1956 Little Brown BCE omnibus
1983 Avenel Books omnibus
1956 omnibus

John P. Marquand
Mr. Moto's Three Aces
(A John P. Marquand Omnibus)
[Thank You, Mr. Moto
Think Fast, Mr. Moto
Mr. Moto Is So Sorry]
New York: Little, Brown & Company, [1956]
447 pages, hardcover (Book Club Edition)

1983 omnibus

John P. Marquand
Mr. Moto: Four Complete Novels
[Your Turn, Mr. Moto
Think Fast, Mr. Moto
Mr. Moto Is So Sorry
Right You Are, Mr. Moto]
New York: Avenel Books, 1983
661 pages, hardcover

The cover art and the blurbs on the jacket of this 1983 anthology of the 1st, 3rd, 4th, and 6th Mr. Moto novels are a bit different. The front flap of the jacket has a paragraph on each of the four stories, after introducing Mr. Moto like this.

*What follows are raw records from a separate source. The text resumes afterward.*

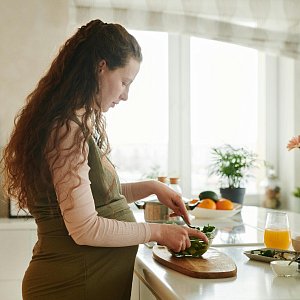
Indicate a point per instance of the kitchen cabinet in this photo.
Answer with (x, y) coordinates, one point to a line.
(17, 238)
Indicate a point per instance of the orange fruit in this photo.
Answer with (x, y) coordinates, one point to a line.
(207, 203)
(224, 204)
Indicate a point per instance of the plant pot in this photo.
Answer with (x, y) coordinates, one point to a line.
(234, 194)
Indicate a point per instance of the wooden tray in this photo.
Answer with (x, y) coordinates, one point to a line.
(213, 264)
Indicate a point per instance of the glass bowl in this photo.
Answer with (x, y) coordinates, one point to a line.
(198, 247)
(283, 269)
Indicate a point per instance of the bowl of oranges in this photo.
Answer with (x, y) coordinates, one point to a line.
(213, 207)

Mr. Moto -- so small, so polite, so modest -- who would believe that he is a top-notch secret agent? The deceptive Mr. Moto is one of Japan's most valued agents: his chameleonlike ability to blend with his surroundings makes him a master of the spy game. Perfectly comfortable as a bartender, waiter, navigator, or in almost any other occupation, Mr. Moto speaks perfect English, has studied at two American universities, speaks five Chinese dialects, and is proficient in the art of judo. Beneath his disarming exterior lies a razor-sharp mind coupled with an athlete's body.

This profile of Mr. Moto could just as well have been a characterization of Japan, as viewed from the United States at the time. Ezra F. Vogel's Japan as No. 1: Lessons for America had come out in 1979, and the 1980s was a decade of hope if not belief in Japan, and concern and even fear in America, that he was or might be right.